With inflation on the rise in the group of major G7 economies, Lindner argued that swift action was needed to return to macroeconomic stability and what he described as a “neutral fiscal stance”.

“There is a real danger of stagflation,” he said. “That’s why we need to act urgently.”

Lindner, leader of the liberal, pro-business Free Democrats, has a reputation as a tax hawk, despite having strong pro-EU sympathies. He is a strong supporter of a return to the debt brake as soon as possible.

He has often warned that some countries in Europe had accumulated too much debt during the Covid-19 crisis and must now make efforts to clean up their public finances, especially against a backdrop of rising inflation in the euro zone.

“If you look at the data, you see that we need to stop our expansionary fiscal policies and stop intervening in the market economy with these big government spending programs,” he said. “We must reduce our budget deficits and. . . send supply-side signals for more growth.

Lindner also said he was opposed to the EU raising new debt to cover Ukraine’s financing needs, like the EU’s €800 billion Next Generation Fund. , which was designed to help Member States rebuild after the economic crisis caused by the pandemic.

“It was a one-off decision,” he said. “Germany does not support the idea of ​​repeating the joint debt issuance.”

He drew a distinction between calls for a new round of joint borrowing and the €9 billion in financial aid the EU is discussing for Ukraine, describing the latter as “a different tool that we have used in the past, based on national guarantees which are then used to jointly support third countries”.

Lindner also touched on a proposal that EU capitals should consider seizing Russia’s frozen foreign exchange reserves to cover the costs of rebuilding Ukraine after the war, which was launched earlier this month. by Josep Borrell, EU High Representative for Foreign Policy.

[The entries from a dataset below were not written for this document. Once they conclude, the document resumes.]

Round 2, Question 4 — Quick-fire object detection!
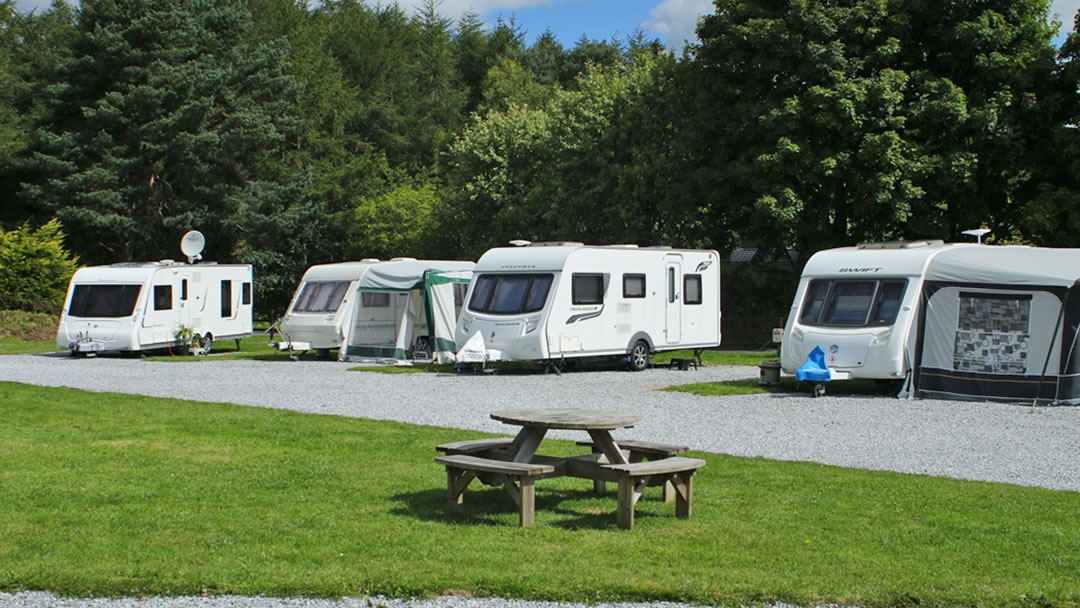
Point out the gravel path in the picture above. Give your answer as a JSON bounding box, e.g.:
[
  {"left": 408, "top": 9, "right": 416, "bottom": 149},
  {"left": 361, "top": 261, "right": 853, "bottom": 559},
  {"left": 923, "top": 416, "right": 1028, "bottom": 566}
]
[
  {"left": 0, "top": 354, "right": 1080, "bottom": 608},
  {"left": 0, "top": 354, "right": 1080, "bottom": 491}
]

He said Germany was “open” to the idea, but “we still need to understand the legal issues and the consequences for the rules-based international order”.

Lindner, however, said he was against seizing the private assets of Russian oligarchs. “Countries based on the rule of law guarantee private property,” he said. “The obstacles to its confiscation are very high.”

He proposed that private actors such as the oligarchs be persuaded to “contribute to reparations for Ukraine, on a voluntary basis”. “There should be a political discussion about this. . . which I would like to be a part of,” he said.